Colloidally Uniform Single Crystal Precursors Enable Uniform FAPbI3 Films for Efficient Perovskite Submodules

Abstract

With the unprecedent research development on lead halide perovskite photovoltaics, scaling up the fabrication while comprehensively understanding the properties of cost-effective and highly uniform precursor film has become critical for their applicational promotion. When enlarging the device area, good precursor purity serves as the first step on ensuring the uniformity of perovskite film. Chemical purity and the colloidal uniformity in precursor solution all play important roles on dictating the film uniformity and defect density. Here we, for the first time, explore the colloidal behavior of FAPbI₃ precursor using different preparatory materials of varied costs but with similar metal purity.
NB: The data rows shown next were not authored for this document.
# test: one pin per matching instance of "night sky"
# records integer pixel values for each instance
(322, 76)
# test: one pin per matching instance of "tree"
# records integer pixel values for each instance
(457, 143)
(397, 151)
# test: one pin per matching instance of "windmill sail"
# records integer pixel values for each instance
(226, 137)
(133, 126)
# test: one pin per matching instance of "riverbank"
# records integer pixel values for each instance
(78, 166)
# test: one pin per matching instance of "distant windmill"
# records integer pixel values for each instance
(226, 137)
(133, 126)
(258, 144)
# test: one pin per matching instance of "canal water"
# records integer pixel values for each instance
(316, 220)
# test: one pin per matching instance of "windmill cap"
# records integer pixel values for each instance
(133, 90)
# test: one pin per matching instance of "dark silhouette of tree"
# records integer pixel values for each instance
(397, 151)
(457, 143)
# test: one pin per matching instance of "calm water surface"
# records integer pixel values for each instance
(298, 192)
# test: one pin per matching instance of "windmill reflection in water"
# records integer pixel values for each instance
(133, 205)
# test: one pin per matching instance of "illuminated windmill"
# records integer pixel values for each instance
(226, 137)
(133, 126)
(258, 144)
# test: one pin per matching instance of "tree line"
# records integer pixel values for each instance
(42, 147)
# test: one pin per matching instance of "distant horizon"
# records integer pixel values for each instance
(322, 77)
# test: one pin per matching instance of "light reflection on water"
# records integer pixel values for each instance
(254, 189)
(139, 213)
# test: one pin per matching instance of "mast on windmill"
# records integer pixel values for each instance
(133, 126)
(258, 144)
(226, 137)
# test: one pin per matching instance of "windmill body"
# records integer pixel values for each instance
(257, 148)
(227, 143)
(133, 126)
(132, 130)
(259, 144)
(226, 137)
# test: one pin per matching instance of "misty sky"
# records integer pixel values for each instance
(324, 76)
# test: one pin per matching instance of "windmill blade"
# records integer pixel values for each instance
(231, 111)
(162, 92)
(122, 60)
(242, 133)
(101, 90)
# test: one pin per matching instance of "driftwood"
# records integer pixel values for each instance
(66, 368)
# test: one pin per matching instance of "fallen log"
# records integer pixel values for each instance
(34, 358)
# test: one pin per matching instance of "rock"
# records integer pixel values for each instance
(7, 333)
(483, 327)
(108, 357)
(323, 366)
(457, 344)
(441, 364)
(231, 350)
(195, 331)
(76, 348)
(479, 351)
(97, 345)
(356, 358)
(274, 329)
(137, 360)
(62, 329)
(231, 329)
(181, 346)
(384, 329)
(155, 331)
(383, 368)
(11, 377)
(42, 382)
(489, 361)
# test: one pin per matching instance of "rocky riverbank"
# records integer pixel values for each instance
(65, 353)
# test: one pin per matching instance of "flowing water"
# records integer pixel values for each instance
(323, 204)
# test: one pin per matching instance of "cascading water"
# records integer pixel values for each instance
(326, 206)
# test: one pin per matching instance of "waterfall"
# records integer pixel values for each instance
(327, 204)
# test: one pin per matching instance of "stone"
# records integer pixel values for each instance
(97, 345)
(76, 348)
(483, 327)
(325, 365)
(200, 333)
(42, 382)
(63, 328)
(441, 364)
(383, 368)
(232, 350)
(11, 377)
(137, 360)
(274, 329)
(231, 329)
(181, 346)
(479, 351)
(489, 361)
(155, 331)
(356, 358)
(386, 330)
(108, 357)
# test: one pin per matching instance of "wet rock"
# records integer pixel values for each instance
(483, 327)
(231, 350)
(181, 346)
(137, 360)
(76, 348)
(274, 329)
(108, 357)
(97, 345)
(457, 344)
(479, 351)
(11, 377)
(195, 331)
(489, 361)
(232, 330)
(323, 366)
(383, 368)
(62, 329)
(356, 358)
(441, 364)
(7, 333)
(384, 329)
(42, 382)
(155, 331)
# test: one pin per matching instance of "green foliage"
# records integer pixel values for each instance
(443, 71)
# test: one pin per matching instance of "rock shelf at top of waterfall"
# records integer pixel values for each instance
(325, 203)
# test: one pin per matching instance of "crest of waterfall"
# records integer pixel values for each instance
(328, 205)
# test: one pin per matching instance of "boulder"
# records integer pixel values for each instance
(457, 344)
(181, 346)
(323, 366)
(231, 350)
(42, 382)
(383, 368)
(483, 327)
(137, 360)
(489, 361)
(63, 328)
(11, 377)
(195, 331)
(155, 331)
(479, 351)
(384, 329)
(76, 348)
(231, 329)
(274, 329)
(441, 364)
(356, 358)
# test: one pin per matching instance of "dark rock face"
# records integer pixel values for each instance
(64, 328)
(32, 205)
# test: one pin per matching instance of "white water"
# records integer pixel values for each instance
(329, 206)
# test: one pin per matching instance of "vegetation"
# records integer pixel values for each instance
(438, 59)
As the regular PbI₂+FAI powder precursors’ colloidal size increases compared to PbI₂ colloids, the FAPbI₃ single crystal precursor synthesized from low-purity chemicals exhibits a generally smaller and more uniform colloid size, which yields perovskite films of improved uniformity and reduced defect density at lower expenses. The colloidally uniform single crystal precursors lead to photovoltaics with higher power conversion efficiency and better long-term operational stability. More importantly, the uniformity in precursor and film is beneficial for large-area fabrication, where the scaling-up production of 30 cm × 30 cm perovskite submodules based on single crystal precursors achieve an impressive 20.7% efficiency.